Earlier, the single currency rose from Asian low of 1.4339 to session high of 1.4449 in European morning on optimism Greek’s austerity plan would be passed. Although euro briefly fell on news that Greek ruling party deputy voted against austerity package and profit-taking after Greece passed the first austerity vote, strong demand in euro at 1.4330 contained weakness and the pair later rebounded strongly above 1.4400 level to 1.4444 in New York afternoon on expectation the second Greek vote would also be passed on Thursday before sideways trading.
The single currency strengthened across the board and rose strongly against the Japanese yen, pound and Swiss franc. Eur/jpy, eur/gbp and eur/chf jumped to session highs of 117.17, 0.9015 (near eight-week high) and 1.2061 respectively before profit-taking emerged, traded around 116.60, 0.8985 and 1.2040 respectively near New York closing.
Sterling tracked intra-day movements of euro and penetrated Tuesday’s high of 1.6045 to 1.6059 in European morning before dropping sharply to 1.5981, however, renewed buying interest and profit-taking in sterling’s cross-trading (especially versus the euro) lifted price again in New York session, cable later rose to an intra-day high of 1.6075 before easing.

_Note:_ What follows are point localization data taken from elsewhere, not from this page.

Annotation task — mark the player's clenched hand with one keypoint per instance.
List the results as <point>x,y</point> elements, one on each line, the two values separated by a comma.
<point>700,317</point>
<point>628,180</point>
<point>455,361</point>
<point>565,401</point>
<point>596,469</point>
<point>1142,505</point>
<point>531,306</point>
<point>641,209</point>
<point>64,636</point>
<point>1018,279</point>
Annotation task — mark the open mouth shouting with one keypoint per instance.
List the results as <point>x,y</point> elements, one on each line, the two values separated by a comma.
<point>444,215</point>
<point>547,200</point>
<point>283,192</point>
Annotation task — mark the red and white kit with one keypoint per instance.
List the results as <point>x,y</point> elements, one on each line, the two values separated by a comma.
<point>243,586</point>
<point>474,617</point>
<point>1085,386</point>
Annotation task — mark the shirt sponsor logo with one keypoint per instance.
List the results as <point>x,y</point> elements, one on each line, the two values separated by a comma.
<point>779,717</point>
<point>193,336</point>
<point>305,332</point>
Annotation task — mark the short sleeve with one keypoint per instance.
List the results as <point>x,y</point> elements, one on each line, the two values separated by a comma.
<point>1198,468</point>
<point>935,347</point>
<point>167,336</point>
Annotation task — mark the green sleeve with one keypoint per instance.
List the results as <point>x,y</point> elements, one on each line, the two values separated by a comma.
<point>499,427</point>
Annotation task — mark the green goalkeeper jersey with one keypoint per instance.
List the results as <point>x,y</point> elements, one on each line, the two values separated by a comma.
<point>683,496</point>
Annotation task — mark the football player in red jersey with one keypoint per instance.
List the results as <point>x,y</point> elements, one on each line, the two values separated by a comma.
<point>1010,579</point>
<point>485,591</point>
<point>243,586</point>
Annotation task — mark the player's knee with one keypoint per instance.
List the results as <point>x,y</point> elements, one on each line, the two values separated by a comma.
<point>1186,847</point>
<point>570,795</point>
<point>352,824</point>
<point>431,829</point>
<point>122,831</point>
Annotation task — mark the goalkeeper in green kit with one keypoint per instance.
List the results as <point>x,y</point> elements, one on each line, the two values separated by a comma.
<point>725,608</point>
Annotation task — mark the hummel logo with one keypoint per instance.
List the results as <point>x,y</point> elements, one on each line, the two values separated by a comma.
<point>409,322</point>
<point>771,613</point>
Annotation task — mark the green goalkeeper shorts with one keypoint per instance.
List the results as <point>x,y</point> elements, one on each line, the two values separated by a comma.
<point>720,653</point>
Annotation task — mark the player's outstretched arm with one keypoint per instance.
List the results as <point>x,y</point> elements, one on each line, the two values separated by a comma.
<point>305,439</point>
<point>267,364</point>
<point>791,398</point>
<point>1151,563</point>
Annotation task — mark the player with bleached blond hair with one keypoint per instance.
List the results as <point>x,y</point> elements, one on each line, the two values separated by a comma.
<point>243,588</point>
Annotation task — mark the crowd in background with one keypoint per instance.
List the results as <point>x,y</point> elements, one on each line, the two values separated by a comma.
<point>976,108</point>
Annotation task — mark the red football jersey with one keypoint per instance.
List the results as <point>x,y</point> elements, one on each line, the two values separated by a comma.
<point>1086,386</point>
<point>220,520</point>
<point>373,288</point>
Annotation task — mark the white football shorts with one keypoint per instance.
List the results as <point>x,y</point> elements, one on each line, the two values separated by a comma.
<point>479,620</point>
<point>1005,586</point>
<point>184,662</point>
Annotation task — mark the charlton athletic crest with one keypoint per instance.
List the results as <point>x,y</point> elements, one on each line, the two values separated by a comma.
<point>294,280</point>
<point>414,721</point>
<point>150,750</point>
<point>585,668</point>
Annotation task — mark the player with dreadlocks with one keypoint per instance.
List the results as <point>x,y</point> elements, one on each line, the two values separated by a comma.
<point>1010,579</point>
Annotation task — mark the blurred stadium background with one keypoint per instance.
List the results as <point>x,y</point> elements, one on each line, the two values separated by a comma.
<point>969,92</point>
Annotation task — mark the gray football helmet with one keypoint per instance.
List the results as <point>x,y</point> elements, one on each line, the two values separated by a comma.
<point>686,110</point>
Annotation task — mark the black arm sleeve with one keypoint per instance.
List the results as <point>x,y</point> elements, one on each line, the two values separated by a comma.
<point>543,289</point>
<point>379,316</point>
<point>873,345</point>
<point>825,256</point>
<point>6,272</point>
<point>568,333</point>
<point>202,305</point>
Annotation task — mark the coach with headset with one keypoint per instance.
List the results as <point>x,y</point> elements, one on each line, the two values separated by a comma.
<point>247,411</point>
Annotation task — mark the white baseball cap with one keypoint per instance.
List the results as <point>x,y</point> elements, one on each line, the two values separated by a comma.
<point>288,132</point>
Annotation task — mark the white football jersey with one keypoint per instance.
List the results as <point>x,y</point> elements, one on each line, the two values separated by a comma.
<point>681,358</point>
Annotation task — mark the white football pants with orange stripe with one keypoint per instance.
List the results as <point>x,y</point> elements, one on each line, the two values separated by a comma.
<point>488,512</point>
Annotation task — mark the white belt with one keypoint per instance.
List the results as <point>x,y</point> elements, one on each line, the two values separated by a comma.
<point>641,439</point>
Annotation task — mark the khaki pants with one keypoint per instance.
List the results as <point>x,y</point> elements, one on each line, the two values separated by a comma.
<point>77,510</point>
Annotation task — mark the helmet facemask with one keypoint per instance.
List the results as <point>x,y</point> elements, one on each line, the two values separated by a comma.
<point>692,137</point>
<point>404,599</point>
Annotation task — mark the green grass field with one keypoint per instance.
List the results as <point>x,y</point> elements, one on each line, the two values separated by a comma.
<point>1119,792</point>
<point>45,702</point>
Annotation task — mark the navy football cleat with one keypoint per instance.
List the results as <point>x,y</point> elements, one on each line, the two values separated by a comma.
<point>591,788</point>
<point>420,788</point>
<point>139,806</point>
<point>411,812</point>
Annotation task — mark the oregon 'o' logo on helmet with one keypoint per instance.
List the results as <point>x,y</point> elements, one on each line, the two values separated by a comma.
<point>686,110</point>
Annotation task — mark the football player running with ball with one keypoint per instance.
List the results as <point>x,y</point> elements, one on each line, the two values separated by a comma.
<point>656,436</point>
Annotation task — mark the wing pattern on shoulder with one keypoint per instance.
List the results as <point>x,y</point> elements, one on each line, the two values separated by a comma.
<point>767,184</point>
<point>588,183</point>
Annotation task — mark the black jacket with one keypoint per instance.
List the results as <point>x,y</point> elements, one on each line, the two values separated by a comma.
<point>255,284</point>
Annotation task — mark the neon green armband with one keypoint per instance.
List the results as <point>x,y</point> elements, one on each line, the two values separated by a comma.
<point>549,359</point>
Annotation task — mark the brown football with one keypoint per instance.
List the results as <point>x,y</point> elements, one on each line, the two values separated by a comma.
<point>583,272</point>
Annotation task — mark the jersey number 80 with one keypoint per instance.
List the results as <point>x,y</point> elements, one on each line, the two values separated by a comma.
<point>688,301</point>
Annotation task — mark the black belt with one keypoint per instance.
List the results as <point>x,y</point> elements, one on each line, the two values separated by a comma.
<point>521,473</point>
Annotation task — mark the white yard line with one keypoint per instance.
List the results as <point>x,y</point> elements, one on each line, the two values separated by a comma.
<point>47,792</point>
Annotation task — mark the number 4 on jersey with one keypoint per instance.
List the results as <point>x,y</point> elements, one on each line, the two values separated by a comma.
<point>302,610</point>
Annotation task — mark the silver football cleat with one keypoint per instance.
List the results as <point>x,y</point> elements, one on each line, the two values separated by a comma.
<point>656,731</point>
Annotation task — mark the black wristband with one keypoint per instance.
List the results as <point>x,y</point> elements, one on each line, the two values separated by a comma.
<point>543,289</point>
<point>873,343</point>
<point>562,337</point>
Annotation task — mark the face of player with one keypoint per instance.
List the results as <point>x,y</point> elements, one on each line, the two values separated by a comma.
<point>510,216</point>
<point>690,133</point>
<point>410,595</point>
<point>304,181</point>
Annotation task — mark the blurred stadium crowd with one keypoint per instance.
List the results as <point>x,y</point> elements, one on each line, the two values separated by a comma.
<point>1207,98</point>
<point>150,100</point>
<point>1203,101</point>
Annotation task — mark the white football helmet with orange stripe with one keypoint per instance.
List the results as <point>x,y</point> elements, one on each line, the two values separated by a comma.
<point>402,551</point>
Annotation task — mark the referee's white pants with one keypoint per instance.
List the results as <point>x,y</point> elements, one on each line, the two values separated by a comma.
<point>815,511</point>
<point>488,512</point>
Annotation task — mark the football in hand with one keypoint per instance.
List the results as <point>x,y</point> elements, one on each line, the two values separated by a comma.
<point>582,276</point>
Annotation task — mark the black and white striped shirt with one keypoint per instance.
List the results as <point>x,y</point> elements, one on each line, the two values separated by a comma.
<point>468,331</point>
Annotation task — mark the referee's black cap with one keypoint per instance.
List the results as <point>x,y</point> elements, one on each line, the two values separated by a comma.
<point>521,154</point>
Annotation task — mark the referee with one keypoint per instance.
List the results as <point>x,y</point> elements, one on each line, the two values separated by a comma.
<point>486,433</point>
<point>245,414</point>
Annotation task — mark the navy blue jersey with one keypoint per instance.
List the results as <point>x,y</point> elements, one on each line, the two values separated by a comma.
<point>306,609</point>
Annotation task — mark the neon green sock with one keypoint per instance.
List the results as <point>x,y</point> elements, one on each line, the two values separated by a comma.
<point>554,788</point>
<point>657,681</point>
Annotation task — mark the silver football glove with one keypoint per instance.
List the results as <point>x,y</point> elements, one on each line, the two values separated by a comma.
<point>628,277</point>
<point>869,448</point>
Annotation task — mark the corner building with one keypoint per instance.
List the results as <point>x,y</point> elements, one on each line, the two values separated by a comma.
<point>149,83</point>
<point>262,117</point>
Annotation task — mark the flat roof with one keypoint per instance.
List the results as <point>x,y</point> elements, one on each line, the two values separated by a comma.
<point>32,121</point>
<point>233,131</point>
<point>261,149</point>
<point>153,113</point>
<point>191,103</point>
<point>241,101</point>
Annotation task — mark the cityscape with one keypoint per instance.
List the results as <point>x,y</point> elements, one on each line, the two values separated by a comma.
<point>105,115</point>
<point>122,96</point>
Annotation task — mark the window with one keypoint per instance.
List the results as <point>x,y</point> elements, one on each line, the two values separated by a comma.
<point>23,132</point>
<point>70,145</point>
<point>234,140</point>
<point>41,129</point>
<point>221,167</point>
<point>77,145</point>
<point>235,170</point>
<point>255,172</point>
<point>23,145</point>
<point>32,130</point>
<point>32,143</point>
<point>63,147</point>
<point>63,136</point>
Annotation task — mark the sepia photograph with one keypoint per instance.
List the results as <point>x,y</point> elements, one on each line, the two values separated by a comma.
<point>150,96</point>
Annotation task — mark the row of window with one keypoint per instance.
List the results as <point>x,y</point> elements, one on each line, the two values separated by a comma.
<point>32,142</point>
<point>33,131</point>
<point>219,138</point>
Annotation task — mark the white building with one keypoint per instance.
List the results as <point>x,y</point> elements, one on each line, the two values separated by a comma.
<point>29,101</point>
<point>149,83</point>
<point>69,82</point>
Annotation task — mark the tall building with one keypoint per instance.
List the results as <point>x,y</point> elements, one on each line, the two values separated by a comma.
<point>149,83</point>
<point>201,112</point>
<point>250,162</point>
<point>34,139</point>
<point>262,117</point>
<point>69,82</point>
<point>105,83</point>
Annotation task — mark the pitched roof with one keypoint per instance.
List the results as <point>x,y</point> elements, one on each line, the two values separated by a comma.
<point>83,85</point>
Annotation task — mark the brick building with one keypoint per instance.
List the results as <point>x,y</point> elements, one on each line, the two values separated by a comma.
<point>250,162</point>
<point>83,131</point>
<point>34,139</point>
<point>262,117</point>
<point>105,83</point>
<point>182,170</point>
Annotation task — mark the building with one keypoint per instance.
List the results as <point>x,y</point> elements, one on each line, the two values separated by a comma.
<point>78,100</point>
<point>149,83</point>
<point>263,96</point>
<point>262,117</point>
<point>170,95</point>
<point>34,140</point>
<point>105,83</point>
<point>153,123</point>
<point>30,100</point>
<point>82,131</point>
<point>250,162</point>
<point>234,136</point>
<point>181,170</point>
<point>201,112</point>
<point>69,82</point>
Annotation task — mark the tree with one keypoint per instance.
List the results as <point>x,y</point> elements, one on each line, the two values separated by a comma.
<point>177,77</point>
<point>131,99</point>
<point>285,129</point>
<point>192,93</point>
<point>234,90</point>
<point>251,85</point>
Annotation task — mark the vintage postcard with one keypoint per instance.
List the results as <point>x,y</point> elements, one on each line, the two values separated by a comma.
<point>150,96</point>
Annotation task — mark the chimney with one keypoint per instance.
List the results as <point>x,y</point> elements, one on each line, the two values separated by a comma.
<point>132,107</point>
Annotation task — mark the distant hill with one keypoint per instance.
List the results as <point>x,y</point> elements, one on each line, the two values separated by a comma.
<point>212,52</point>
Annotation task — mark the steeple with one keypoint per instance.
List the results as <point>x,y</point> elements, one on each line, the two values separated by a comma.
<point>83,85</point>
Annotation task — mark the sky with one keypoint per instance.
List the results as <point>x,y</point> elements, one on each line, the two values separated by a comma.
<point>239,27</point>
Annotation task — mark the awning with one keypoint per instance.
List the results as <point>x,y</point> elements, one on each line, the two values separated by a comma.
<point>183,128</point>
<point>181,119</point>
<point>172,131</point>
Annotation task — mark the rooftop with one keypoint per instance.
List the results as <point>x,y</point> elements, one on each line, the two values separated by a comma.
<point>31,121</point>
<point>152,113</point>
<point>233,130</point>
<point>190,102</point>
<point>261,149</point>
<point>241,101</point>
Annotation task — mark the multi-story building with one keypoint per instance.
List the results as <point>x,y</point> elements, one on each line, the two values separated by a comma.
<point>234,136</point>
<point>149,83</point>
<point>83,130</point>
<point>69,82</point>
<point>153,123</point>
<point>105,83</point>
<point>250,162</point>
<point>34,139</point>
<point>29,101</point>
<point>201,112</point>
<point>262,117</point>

The commodity currencies also strengthened against the greenback as stocks and commodities rose amid reduced concern over the European debt crisis after Greece approved austerity plan to help head off the euro region’s first sovereign-debt default. Aussie and Kiwi rose sharply from session lows of 1.0520 and 0.8104 to 1.0686 and 0.8265 respectively whilst usd/cad fell sharply from 0.9825 to 0.9689.
In other news, International Monetary Fund said ‘U.S. debt ceiling should be raised quickly to avoid ‘severe shock’ to U.S. economy, global markets’.
On the data front, eurozone economic sentiment fell to 105.1 in June from 105.5 in May. Economists had forecast a decline to 105.0. Eurozone industrial sentiment fell to 3.2 from 3.8 in May. Eurozone consumer confidence edged up to -9.8 from -9.9 in May. U.S. pending home sales in May increased 8.2% from April after a revised 11.3% drop the prior month and economists’ forecast of 3.8% increase.
Data to be released on Thursday include:
U.K. GFK survey; Japan manufacturing PMI, construction orders and housing starts; Germany unemployment rate and unemployment change; Eurozone HICP flash; Canada GDP; U.S. jobless claims and Chicago PMI.